退役后的第三个月,徐必成开始觉得无聊了。不是那种“没事做”的无聊,是那种“不知道该做什么”的无聊。他每天做家务、做饭、等沈眠回家,日子安稳得像一潭死水。没有风,没有浪,没有波澜。他觉得自己像一盆被搬进室内的绿萝,晒不到太阳,也淋不到雨,死不了,但也长不大。
沈眠看出了他的状态,但没有说。她知道他在调整,从职业选手到普通人,这个转变不是一朝一夕能完成的。他需要时间,需要耐心,需要找到新的方向。她不能催他,也不能替他找,她只能陪着他。
“你想做什么?”有一天沈眠问。
“不知道。”他说。
“以前想做的?”
“打游戏。”
“除了打游戏呢?”
他想了一下。“没了。”
沈眠看着他,心疼了一下。他的整个青春都给了这个游戏,现在游戏不打了,他不知道自己的价值在哪里。不是他没有价值,是他还没找到新的价值。
“那你慢慢想。”沈眠说,“不急。”
他点了点头,但沈眠知道他很急。急不是因为焦虑,是因为他不习惯停下来。打了八年职业,每天都在训练、比赛、赢、输。现在什么都没有了,像一辆高速行驶的赛车突然踩了刹车,惯性还在,但轮子已经不转了。
转机出现在一个普通的下午。徐必成在刷手机的时候,看到了一条消息——KPL官方招募解说。他看了三遍,然后放下手机,去厨房倒了一杯水,喝完,又拿起手机,又看了一遍。他给沈眠发了一条消息:「你想让我去做解说吗?」沈眠秒回:「你想去吗?」他想了一下:「不知道。」沈眠:「那你试试。试了就知道。」
他报名了。面试那天,沈眠陪他去的。她站在考场外面,等他出来。他出来的时候,表情看不出是喜是忧。“怎么样?”沈眠问。“不知道。”他说,“等通知。”沈眠笑了。

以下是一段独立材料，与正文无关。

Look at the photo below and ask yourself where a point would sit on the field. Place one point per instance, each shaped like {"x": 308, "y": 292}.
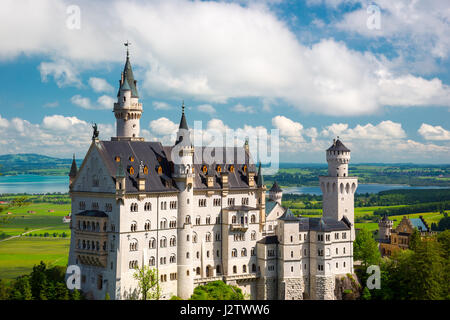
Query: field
{"x": 18, "y": 255}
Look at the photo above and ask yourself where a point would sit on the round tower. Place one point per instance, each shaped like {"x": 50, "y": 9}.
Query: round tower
{"x": 127, "y": 109}
{"x": 183, "y": 174}
{"x": 338, "y": 157}
{"x": 275, "y": 193}
{"x": 385, "y": 227}
{"x": 337, "y": 187}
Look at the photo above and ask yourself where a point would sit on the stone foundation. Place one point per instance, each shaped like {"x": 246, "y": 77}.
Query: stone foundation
{"x": 291, "y": 289}
{"x": 323, "y": 287}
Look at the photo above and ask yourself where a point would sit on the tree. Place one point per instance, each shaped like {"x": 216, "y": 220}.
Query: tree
{"x": 217, "y": 290}
{"x": 366, "y": 248}
{"x": 148, "y": 283}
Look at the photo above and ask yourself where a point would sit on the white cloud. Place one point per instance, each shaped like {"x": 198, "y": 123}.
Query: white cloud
{"x": 159, "y": 105}
{"x": 163, "y": 126}
{"x": 100, "y": 85}
{"x": 57, "y": 136}
{"x": 62, "y": 71}
{"x": 103, "y": 102}
{"x": 106, "y": 102}
{"x": 243, "y": 109}
{"x": 383, "y": 130}
{"x": 429, "y": 132}
{"x": 214, "y": 51}
{"x": 207, "y": 108}
{"x": 53, "y": 104}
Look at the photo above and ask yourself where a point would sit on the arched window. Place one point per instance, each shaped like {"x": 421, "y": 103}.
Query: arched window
{"x": 152, "y": 243}
{"x": 163, "y": 242}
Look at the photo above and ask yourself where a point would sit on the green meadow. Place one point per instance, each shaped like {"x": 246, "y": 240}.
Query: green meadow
{"x": 19, "y": 254}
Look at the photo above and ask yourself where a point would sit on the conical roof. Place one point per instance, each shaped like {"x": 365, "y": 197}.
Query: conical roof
{"x": 275, "y": 188}
{"x": 338, "y": 146}
{"x": 73, "y": 168}
{"x": 260, "y": 177}
{"x": 288, "y": 216}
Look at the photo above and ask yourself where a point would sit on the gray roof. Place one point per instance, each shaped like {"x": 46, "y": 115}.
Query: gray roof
{"x": 269, "y": 240}
{"x": 338, "y": 146}
{"x": 240, "y": 208}
{"x": 92, "y": 213}
{"x": 153, "y": 155}
{"x": 322, "y": 224}
{"x": 129, "y": 82}
{"x": 275, "y": 188}
{"x": 270, "y": 204}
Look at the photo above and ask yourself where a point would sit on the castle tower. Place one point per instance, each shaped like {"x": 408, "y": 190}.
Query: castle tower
{"x": 73, "y": 171}
{"x": 385, "y": 227}
{"x": 183, "y": 160}
{"x": 127, "y": 109}
{"x": 275, "y": 193}
{"x": 337, "y": 187}
{"x": 261, "y": 194}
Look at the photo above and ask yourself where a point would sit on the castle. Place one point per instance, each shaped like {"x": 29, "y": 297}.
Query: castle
{"x": 198, "y": 219}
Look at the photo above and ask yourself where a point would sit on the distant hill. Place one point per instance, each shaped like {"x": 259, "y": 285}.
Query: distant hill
{"x": 30, "y": 163}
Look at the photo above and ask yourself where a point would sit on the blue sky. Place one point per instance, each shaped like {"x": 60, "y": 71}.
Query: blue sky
{"x": 311, "y": 69}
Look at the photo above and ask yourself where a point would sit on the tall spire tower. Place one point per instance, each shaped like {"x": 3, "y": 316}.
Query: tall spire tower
{"x": 127, "y": 109}
{"x": 337, "y": 187}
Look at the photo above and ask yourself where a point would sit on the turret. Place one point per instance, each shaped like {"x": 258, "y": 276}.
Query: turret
{"x": 73, "y": 171}
{"x": 385, "y": 228}
{"x": 275, "y": 193}
{"x": 183, "y": 161}
{"x": 338, "y": 157}
{"x": 127, "y": 109}
{"x": 337, "y": 187}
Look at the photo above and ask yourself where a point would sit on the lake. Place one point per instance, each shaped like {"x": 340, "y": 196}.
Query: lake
{"x": 29, "y": 183}
{"x": 48, "y": 184}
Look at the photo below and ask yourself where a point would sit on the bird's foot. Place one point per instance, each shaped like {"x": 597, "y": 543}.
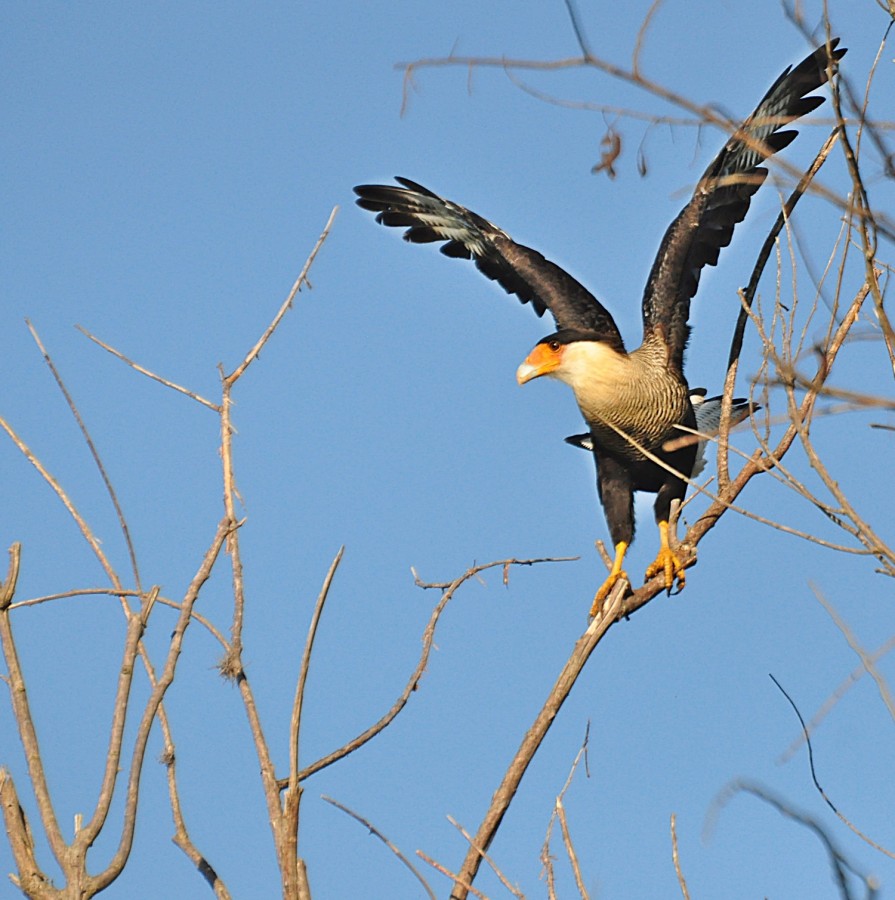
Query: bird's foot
{"x": 605, "y": 588}
{"x": 668, "y": 563}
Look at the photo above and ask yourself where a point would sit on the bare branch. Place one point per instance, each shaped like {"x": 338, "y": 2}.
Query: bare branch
{"x": 377, "y": 833}
{"x": 110, "y": 490}
{"x": 676, "y": 860}
{"x": 144, "y": 371}
{"x": 413, "y": 682}
{"x": 253, "y": 354}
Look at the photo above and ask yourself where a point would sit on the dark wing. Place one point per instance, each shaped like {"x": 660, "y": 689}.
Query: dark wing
{"x": 518, "y": 270}
{"x": 721, "y": 200}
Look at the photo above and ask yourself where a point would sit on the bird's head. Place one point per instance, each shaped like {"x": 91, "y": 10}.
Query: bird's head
{"x": 574, "y": 357}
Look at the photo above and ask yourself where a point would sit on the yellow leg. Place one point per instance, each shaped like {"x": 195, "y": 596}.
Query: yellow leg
{"x": 615, "y": 574}
{"x": 667, "y": 562}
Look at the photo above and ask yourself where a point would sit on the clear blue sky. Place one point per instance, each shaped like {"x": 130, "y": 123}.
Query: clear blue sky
{"x": 167, "y": 168}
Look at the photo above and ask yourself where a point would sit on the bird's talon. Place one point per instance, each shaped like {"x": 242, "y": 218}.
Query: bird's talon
{"x": 669, "y": 564}
{"x": 605, "y": 590}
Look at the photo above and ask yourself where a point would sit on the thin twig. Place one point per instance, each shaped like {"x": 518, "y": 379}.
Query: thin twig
{"x": 377, "y": 833}
{"x": 110, "y": 490}
{"x": 413, "y": 682}
{"x": 144, "y": 371}
{"x": 302, "y": 279}
{"x": 676, "y": 860}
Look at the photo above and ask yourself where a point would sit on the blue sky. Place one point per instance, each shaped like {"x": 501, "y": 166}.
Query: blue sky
{"x": 167, "y": 169}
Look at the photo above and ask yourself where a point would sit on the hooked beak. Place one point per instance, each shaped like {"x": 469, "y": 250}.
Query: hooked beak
{"x": 541, "y": 361}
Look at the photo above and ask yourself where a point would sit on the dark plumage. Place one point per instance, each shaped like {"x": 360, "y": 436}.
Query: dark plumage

“你怎么什么都是不知道?”“因为真的不知道。”他说。
一周后,通知来了。他被录用了。沈眠看到消息的时候,比他还高兴。“你以后就是解说员了!”她抱着他,跳了起来。他笑了,抱着她,转了三个圈。“你放我下来!”沈眠喊。“不放。”他说,“高兴。”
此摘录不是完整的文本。